Et après avoir analysé les articles du Pater, au point de vue de la vie contemplative, dans son Chemin de la Perfection, sainte Térèse s’écrie :
« Quelle sublimité dans cette prière évangélique ! Qu’elle porte bien la marque du Maître excellent qui l’a composée ! Chacun de nous peut s’en servir à son gré. J’admire qu’en si peu de paroles toute la contemplation et toute la perfection se trouvent renfermées. Il semble que nous n’ayons pas besoin d’étudier d’autres livres… Notre-Seigneur a fait, en notre nom, une sorte de pacte avec son Père. C’est comme s’il avait dit : Faites ceci, Seigneur, et mes frères feront cela. Et nous sommes bien assurés que ce divin Père ne manquera pas aux engagements pris. Il pourra même nous arriver un jour de dire cette prière de telle sorte que, voyant notre sincérité et notre ferme résolution de tenir ce que nous promettons, il nous comblera de richesses [pour la vie intérieure]. Il aime extrêmement la loyauté. Lorsqu’on agit avec Lui simplement et franchement, qu’on ne songe pas à dire une chose tandis qu’on en pense une autre, il donne toujours plus qu’on ne lui demande. »
Ne pas dire une chose tandis qu’on en pense une autre : cette phrase, si je m’y arrête d’un esprit sans complaisance pour moi-même, m’inspire de la crainte.
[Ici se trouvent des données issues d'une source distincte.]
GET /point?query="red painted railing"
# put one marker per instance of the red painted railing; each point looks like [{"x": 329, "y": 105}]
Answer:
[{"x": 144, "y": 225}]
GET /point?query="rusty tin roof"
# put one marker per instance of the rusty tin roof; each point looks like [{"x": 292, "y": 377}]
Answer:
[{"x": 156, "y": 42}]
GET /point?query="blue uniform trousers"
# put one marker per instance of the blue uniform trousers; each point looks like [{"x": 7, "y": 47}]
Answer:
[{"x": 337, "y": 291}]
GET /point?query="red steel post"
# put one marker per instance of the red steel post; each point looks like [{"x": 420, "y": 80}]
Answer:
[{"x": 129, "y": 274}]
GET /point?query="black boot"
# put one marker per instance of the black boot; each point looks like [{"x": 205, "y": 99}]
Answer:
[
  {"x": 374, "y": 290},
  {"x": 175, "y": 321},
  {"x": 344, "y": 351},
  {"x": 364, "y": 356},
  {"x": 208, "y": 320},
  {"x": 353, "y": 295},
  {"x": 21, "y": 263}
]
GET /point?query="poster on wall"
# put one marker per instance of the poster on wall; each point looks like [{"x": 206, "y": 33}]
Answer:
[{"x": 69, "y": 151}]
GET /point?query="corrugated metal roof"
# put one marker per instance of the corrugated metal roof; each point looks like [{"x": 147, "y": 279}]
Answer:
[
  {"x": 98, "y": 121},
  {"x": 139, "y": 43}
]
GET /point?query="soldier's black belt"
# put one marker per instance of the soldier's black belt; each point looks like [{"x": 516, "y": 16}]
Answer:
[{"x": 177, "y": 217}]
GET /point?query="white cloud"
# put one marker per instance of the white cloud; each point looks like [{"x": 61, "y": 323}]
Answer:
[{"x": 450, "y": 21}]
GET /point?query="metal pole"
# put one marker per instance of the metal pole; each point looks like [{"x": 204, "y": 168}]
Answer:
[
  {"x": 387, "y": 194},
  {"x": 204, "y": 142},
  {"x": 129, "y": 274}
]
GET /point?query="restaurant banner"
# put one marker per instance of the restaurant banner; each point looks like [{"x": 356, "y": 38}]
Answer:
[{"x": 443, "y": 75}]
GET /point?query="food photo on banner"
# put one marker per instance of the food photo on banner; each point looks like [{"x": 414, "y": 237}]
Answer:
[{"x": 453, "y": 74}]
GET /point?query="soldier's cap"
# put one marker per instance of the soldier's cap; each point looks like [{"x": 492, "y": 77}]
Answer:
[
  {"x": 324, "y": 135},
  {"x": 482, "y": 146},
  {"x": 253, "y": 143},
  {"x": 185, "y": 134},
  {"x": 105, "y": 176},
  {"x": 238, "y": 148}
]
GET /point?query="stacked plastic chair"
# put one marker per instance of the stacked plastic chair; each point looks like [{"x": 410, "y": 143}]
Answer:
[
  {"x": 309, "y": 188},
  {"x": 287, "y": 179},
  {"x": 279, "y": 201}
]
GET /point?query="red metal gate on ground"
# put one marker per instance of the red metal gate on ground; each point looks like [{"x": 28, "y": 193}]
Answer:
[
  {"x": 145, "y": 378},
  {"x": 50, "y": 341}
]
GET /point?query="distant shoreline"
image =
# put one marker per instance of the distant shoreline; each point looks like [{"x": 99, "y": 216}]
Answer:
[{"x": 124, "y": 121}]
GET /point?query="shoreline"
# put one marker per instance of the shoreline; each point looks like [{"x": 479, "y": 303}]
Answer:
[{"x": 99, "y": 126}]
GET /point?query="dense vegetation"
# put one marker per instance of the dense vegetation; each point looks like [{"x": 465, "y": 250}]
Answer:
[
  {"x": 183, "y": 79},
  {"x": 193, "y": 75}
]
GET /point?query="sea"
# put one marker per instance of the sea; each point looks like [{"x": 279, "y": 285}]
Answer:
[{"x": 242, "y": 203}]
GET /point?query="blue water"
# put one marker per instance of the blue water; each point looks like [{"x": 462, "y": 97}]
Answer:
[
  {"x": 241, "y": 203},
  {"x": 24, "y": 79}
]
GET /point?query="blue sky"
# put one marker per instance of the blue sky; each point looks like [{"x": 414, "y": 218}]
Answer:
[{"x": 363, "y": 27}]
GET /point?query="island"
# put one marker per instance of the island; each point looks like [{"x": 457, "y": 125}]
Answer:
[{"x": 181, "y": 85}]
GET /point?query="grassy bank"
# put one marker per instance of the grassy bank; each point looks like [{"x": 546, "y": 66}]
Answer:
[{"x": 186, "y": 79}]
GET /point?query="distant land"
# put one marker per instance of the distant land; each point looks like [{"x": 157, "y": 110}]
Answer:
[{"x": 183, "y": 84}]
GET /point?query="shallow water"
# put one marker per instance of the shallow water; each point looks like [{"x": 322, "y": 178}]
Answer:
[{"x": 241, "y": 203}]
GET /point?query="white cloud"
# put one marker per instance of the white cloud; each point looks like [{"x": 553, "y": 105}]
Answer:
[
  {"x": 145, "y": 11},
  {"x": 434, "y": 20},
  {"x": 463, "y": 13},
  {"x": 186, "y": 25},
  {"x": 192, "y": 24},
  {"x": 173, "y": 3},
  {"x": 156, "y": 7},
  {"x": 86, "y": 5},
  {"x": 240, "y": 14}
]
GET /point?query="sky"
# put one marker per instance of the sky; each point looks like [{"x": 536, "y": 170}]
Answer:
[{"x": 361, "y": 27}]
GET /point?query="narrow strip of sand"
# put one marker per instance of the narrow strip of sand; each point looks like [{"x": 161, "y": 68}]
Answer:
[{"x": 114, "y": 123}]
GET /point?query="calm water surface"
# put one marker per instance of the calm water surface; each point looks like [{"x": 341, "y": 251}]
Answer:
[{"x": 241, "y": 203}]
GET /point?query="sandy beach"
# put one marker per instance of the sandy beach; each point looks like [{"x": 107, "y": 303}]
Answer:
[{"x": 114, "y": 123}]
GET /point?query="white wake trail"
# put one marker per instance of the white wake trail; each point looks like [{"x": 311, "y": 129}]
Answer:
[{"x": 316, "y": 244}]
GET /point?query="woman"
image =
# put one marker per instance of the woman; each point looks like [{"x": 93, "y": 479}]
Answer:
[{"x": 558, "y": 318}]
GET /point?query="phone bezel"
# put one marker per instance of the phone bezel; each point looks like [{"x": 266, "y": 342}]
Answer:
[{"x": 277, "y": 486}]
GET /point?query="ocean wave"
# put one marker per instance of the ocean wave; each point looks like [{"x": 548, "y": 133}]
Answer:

Je me rappelle tant d’occasions où, récitant le Pater d’une façon pour ainsi dire automatique, j’ai négligé de graver dans mon âme les obligations qu’il comporte !
Je rougis et je frissonne à ce souvenir. J’ai presque l’impression d’avoir mis trop souvent une fausse signature sur le contrat que Dieu me présentait après y avoir empreint son nom de lumière…
Qu’aujourd’hui du moins, en cette messe où je vais communier, il me soit donné, à moi pécheur qui demande audacieusement « part et société avec les Saints », qu’il me soit donné de répéter l’oraison dominicale avec la pleine conscience de mon peu de mérite, avec le désir de racheter mes manquements et mes fautes par un recours éperdu à la bonté divine.